7  Code review

Ensuring our products are stable and high-quality

Code review is intended to ensure that main is maintainable and kept to a high quality. The idea is that more than one person in the team should be able to understand what developments are being made from a technical perspective, and ensure that any changes that are made don’t make the product worse rather than better.

Choosing your reviewer

Pick a colleague who is:

  • 1: best-placed to understand how and why you have done what you have done.
  • 2: available to review!

You should use the buttons to assign them to be a reviewer - this is not a faux pas, but a useful way to draw someone’s attention to some work they’re probably interested in.

Being a reviewer

Code review is a bit different from being a paper reviewer - the key difference being that we’re all part of the same team.

When reviewing, reviewers should consider:

  • Intent: Does the author’s work do what it intends to do?
  • Stability: Does the author’s work break other pieces of code within the repository?
    • Changing answers isn’t inherently a problem - as long as those changes are understood!
  • Reproducibility: Can another developer run this code and understand how it gets its results?
    • This is a lot easier if we have (automated) tests (a topic for a future workshop)
  • Scope: Is the change limited to the scope of what the author says?
    • If there are lots of other unrelated changes, these should be a separate PR!
  • Readability: Is the code readable to someone who didn’t write it?
    • Comments and docstrings are important here - as is the overall structure (small digestible chunks, not enormous unbroken scripts)
    • If you don’t understand it now, chances are the original author won’t understand it when they revisit it in 6 months!

When giving feedback:

Please don’t be Reviewer 2!

  • Read the PR description and any linked Issues before diving into the code. Understanding intent is more than half the battle.
  • Suggest ways to implement any suggestions you make - e.g. “you could try using numba here as compiling this loop should make things a lot faster”
  • Split feedback into things that really need fixing (blockers), and things that could be touched up or improved (advisories).
    • e.g. a critical bug that changes results should prevent it from being merged until it is fixed, but a documentation typo can just be flagged.
    • Approve based on the blockers being fixed, not the advisories.
  • If something is unclear - ask for clarification. If you don’t understand it now, then chances are the original author won’t understand it when you revisit it in 6 months time.
  • Review the code as-is - not as you would have written it. Don’t block based on personal style.
Important

Don’t ask the author to add e.g. extra analysis/features if they are not necessary for the PR to fulfil the original intent.
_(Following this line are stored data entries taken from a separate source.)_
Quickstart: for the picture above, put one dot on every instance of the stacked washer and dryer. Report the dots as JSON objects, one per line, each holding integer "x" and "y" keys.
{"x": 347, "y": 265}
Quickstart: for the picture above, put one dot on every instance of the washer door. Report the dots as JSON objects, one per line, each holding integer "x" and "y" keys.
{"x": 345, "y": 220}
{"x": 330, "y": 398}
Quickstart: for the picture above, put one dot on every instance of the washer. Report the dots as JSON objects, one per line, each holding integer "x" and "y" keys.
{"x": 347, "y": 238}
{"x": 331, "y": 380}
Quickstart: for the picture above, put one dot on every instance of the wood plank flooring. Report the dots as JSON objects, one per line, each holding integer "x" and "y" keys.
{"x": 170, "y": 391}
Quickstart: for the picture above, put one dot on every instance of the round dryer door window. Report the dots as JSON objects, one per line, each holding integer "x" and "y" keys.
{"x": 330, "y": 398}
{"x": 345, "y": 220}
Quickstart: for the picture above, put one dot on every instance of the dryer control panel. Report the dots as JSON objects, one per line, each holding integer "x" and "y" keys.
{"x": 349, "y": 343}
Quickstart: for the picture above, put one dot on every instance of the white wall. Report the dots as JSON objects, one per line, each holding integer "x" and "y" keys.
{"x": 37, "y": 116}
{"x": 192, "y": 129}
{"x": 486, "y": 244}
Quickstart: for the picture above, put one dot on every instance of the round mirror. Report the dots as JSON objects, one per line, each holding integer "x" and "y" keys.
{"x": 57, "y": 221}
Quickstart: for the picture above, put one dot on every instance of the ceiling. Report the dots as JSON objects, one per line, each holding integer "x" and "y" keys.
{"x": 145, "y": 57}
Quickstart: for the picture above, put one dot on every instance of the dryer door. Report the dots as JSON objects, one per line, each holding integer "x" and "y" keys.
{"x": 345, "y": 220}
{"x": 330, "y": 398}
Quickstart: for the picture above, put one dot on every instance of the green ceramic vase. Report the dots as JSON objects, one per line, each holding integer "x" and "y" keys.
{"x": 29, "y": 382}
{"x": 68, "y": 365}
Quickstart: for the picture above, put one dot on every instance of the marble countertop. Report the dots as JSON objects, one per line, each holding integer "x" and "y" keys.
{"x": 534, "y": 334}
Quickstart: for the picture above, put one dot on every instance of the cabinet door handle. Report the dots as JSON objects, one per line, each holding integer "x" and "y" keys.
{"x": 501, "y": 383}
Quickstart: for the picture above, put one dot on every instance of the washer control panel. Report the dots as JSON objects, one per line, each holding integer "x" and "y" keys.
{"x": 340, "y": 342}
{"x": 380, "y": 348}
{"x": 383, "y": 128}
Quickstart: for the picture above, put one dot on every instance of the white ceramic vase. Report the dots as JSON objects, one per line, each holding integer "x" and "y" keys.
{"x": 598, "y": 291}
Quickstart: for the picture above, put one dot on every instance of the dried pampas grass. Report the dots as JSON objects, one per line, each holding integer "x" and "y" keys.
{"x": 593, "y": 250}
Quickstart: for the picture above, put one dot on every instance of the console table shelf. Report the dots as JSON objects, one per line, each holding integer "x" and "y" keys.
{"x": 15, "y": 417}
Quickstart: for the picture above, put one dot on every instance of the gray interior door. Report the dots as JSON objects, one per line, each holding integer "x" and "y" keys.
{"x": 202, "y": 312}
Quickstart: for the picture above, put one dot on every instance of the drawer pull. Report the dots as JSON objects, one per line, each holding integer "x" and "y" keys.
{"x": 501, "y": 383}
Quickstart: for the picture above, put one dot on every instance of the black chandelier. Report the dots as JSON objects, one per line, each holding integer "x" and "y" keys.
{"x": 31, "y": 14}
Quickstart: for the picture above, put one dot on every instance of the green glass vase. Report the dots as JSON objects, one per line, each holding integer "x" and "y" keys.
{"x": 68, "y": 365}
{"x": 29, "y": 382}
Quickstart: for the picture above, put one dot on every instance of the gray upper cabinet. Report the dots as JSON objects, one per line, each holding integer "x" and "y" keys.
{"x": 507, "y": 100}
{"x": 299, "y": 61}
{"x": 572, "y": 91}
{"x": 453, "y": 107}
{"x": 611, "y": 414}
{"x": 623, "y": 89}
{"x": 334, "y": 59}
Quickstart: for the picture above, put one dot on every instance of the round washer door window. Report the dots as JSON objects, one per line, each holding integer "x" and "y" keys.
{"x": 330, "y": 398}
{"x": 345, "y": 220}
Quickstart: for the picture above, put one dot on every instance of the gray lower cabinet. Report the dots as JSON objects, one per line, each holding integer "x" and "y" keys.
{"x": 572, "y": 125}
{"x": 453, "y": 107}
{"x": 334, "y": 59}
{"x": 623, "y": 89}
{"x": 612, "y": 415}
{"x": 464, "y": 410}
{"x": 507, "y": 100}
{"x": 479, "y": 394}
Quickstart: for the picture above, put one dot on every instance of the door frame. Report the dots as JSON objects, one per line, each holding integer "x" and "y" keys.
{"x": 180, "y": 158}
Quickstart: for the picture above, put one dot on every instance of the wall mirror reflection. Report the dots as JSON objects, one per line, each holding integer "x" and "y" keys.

You or the author could create new Issues for these ideas and then work on them later.

Tip

Don’t see code review just as a chore that you need to get through! It gives you an opportunity to see what your colleagues are working on, both in terms of science but also the way in which they write code.

It might seem like a lot of work, but in the long run it will save everyone time - short-term slowdown vs long-term efficiency. It is much better to find and fix a bug now than it is 2 days before a paper deadline!

NoneExercise

We will go through a real pull request and think about how we might begin to review it.


Responding to reviewer comments

  • As with reviewing, this is not like a paper review response. Be proactive rather than reactive! It is a conversation, not a document. Chat with your reviewer and discuss the changes on-the-fly, and iterate on ideas until they are ready.
    • If a discussion thread is getting complex - you can always schedule a call with the reviewer! Just make sure to document what the outcome of that discussion was.
  • Reviewer comments are suggestions. If you can justify why a suggestion isn’t necessary, then chat with your reviewer about it. Fix the blockers that the reviewer flags, try and fix the advisories, and create Issues for those that you can’t or for new ideas that come out of the review process.

7.1 Closing issues/PRs

  • Close issues/PRs when they are good enough; that the original intent is satisfied, and it doesn’t make main worse. Perfect is the enemy of the good!
    • You can always create new Issues later if you realise that what you’ve done doesn’t work for some edge case you hadn’t thought of, or if you come up with new ideas for extensions.
  • Avoid scope creep - submit and close your PRs when they fulfil their task, avoid the temptation to keep adding more stuff. Remember - smaller PRs are generally better - so split this work up into a new one!

Merging into main

Once your Pull Request has been approved, the final step is to merge your work into main.

Before merging:

  • Make sure all review comments are resolved.

    • If your reviewer marked anything as a blocker, fix it before merging.
  • Check that your branch is up‑to‑date with main. If GitHub says “This branch is out‑of‑date”, click Update branch (or merge main into your branch locally).

  • Resolve any merge conflicts that do arise!

  • Press the “Merge pull request” button.

    • GitHub will show a green button at the bottom of the PR once everything is ready.

Who merges?

This is dependent on who has write access in the repository. In Imago, most of us have write access to repositories we are working on.

Pull requests and code review are for feedback and approval. Once this approval is given, the onus is on the creator of the PR to merge their work. However, if the creator doesn’t have write access, then the reviewer must merge the work once it is approved.

That said, these are not hard and fast rules - as long as there is a consistent expectation within your team.